I never really appreciated the raw, uncontrollable power of nature until I tried going surfing in Australia. I went on a calm, sunny day…and nearly drowned. I learned that the sea was more powerful and unforgiving than I could comprehend, and that this was but a single manifestation of nature’s power.
And so it was last week with the terrible earthquake and tsunami off the coast of Japan. Untold death and destruction, the collapse of so much modern technological infrastructure that we take for granted. I saw pictures this week that absolutely bogged my mind: freighter ships lifted and deposited in the middle of towns miles inland from the sea; whole villages scoured from the face of the earth; hundreds of shipping containers piled helter skelter like blocks of Lego…
But what perhaps stunned me most, and truly demonstrated for me the incredible destructive power of the event was news that the earthquake appears to have shifted the Earth on its axis and permanently moved Honshu, the main island of Japan.

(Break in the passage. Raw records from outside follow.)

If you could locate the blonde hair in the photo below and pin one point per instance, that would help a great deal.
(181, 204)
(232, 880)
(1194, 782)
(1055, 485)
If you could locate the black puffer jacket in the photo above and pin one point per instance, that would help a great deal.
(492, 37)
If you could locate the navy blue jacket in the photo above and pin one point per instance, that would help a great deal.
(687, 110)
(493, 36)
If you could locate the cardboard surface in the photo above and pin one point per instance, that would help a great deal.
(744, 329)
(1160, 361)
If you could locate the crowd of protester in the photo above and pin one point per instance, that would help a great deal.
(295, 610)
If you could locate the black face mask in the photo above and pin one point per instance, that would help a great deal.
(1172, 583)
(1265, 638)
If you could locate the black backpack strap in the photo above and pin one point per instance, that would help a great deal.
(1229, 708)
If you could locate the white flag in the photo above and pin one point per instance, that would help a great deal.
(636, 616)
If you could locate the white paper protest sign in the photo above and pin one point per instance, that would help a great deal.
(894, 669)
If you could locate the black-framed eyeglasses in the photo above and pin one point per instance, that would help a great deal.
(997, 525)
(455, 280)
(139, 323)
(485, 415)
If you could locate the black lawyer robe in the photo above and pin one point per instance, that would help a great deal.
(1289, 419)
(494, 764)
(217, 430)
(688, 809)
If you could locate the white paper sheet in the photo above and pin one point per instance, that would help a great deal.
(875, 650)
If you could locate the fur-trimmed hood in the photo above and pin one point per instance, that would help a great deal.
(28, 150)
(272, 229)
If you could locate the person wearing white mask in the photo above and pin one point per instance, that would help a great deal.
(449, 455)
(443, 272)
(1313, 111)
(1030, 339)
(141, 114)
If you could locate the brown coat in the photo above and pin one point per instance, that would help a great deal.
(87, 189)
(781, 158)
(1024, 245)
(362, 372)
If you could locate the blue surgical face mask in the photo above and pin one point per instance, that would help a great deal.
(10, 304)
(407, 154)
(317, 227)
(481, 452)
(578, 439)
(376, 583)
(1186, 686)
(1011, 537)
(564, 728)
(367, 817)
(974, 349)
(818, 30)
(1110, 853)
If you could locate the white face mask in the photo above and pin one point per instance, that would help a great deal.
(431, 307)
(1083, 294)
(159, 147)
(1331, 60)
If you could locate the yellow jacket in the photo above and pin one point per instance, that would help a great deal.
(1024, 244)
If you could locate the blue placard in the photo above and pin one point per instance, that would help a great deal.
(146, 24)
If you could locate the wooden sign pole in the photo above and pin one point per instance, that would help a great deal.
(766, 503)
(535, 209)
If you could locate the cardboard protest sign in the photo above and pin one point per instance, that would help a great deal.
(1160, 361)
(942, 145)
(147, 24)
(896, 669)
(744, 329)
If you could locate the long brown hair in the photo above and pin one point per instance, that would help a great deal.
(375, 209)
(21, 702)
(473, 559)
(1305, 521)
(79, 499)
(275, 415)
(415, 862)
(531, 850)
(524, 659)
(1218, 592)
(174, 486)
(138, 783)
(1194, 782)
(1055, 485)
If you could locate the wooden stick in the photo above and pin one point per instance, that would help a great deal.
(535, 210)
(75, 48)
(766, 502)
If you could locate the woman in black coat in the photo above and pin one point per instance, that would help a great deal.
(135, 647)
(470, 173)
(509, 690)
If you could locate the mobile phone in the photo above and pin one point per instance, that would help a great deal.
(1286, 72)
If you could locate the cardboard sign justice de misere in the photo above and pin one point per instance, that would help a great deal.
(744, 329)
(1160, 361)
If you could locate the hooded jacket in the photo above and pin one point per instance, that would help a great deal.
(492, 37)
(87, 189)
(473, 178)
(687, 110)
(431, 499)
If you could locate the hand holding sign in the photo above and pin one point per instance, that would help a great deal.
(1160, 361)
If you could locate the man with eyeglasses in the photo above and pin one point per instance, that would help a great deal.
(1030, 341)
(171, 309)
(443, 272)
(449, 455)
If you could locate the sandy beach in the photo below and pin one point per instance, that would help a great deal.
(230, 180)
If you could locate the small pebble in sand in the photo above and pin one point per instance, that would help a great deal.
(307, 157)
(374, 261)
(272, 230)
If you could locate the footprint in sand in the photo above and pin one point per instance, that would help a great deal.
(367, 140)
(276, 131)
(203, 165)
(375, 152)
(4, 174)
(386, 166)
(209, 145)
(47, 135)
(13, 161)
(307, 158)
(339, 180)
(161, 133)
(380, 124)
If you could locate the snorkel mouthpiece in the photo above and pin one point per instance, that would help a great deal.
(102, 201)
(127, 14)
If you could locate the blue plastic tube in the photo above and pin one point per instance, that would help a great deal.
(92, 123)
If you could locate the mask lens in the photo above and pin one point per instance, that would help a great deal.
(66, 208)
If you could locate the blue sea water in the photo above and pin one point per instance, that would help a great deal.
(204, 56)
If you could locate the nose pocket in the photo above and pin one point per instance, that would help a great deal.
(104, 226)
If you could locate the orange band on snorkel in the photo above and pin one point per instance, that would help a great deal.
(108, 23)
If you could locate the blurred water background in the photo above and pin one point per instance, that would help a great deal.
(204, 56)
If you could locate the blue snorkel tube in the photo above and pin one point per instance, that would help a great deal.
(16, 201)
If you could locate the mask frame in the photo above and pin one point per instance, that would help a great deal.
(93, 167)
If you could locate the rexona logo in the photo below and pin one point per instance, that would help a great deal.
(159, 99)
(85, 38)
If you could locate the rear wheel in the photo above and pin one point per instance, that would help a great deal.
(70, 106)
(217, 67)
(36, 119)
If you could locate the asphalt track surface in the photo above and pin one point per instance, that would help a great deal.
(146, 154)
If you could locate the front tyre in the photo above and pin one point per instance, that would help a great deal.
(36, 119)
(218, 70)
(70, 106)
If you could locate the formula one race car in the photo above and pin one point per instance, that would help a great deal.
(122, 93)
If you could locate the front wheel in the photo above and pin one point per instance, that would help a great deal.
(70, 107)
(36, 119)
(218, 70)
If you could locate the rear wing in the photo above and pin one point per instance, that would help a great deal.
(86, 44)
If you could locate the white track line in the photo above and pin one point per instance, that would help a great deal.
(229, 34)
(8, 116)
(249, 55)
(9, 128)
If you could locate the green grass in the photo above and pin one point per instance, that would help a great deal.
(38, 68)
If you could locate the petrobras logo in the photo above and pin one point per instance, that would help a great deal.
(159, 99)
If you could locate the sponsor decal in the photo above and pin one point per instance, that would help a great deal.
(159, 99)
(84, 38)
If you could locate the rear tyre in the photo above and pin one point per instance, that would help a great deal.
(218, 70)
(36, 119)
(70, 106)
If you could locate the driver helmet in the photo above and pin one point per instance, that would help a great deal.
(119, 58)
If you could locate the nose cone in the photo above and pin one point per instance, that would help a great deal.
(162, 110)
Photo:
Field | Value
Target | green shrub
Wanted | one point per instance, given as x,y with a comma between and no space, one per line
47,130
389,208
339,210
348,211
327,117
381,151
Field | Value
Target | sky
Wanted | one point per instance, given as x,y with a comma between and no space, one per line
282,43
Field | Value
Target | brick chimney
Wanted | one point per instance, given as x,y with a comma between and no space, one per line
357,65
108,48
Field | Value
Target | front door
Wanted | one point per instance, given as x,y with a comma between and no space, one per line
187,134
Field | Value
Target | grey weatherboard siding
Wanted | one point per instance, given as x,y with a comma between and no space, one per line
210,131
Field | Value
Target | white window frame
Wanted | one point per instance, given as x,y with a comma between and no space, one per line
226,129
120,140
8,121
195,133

Reports from the National Institute of Geophysics and Volcanology in Italy estimated the 8.9-magnitude quake shifted the planet on its axis by nearly 4 inches (10 centimeters), CNN said. The whole planet.
Kenneth Hudnut, a geophysicist at the US Geological Survey, told CNN: ‘At this point, we know that one GPS station moved (8 feet), and we have seen a map from GSI (Geospatial Information Authority) in Japan showing the pattern of shift over a large area is consistent with about that much shift of the land mass.’